For nearly three years, the FBI covertly ran an encrypted messaging app called An0m that tricked criminals into divulging their illegal activities on a massive scale
Photo: AFP For nearly three years, the FBI covertly ran an encrypted messaging app that tricked criminals into divulging their illegal activities on a massive scale. Data pulled from the honeypot led to hundreds of arrests across 18 countries, authorities revealed Tuesday.
The app, known as An0m, claimed to offer its criminal clientele secure communications — almost like an illicit WhatsApp. In reality, the FBI surveilled the platform for clandestine conversations on organized crime, drug trafficking, and money laundering. “Essentially, we have been in the back pockets of organized crime and operationalized a criminal takedown like we have never seen,” Australian Federal Police commissioner Reece Kershaw said at a press event.
The FBI and AFP designed the communications platform to entice crime gangs by suiting their needs for secure, encrypted communications. A May 18 affidavit filed by FBI special agent Nicolas Cheviron said the FBI, the AFP, and their developer source “built a master key into the existing encryption system which surreptitiously attaches to each message and enables law enforcement to decrypt and store the message as it is transmitted.
“It has a good reputation among criminals. They mutually promote it as the platform you should use for its absolute reliability,” Jannine van den Berg, chief commissioner of the national unit of the Dutch police, said at a press event.

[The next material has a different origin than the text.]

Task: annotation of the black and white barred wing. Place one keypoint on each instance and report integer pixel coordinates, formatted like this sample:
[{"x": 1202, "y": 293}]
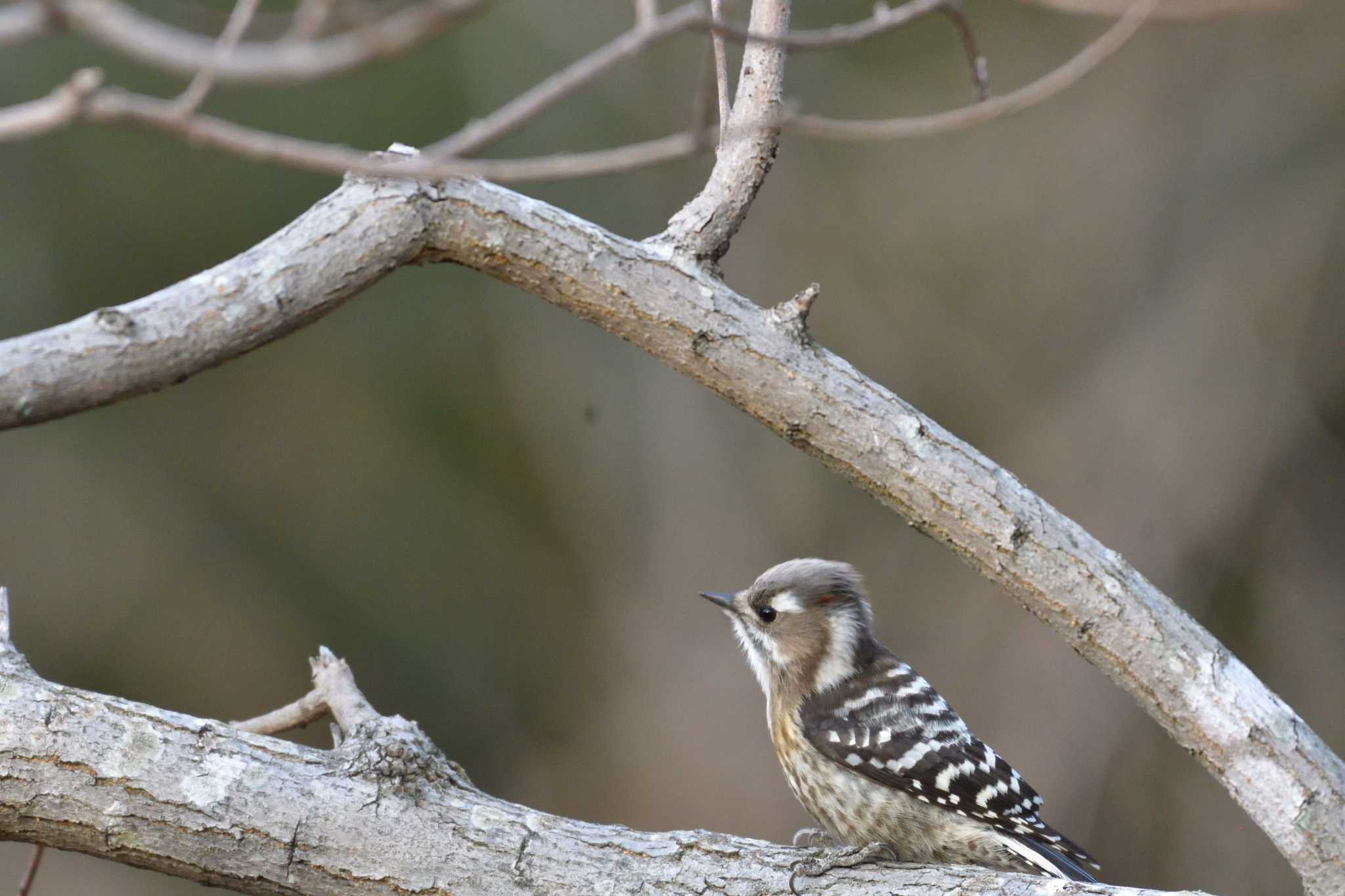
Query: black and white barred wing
[{"x": 892, "y": 727}]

Indeed, all told, there were 20 million messages from more than 11,000 devices. “But nothing was further from the truth,” van den Berg added.
More than 800 suspects were arrested worldwide in “one of the largest and most sophisticated law-enforcement operations to date in the fight against encrypted criminal activities,” Europol, the agency that coordinates police activity among the 27 European Union countries, said in a press release.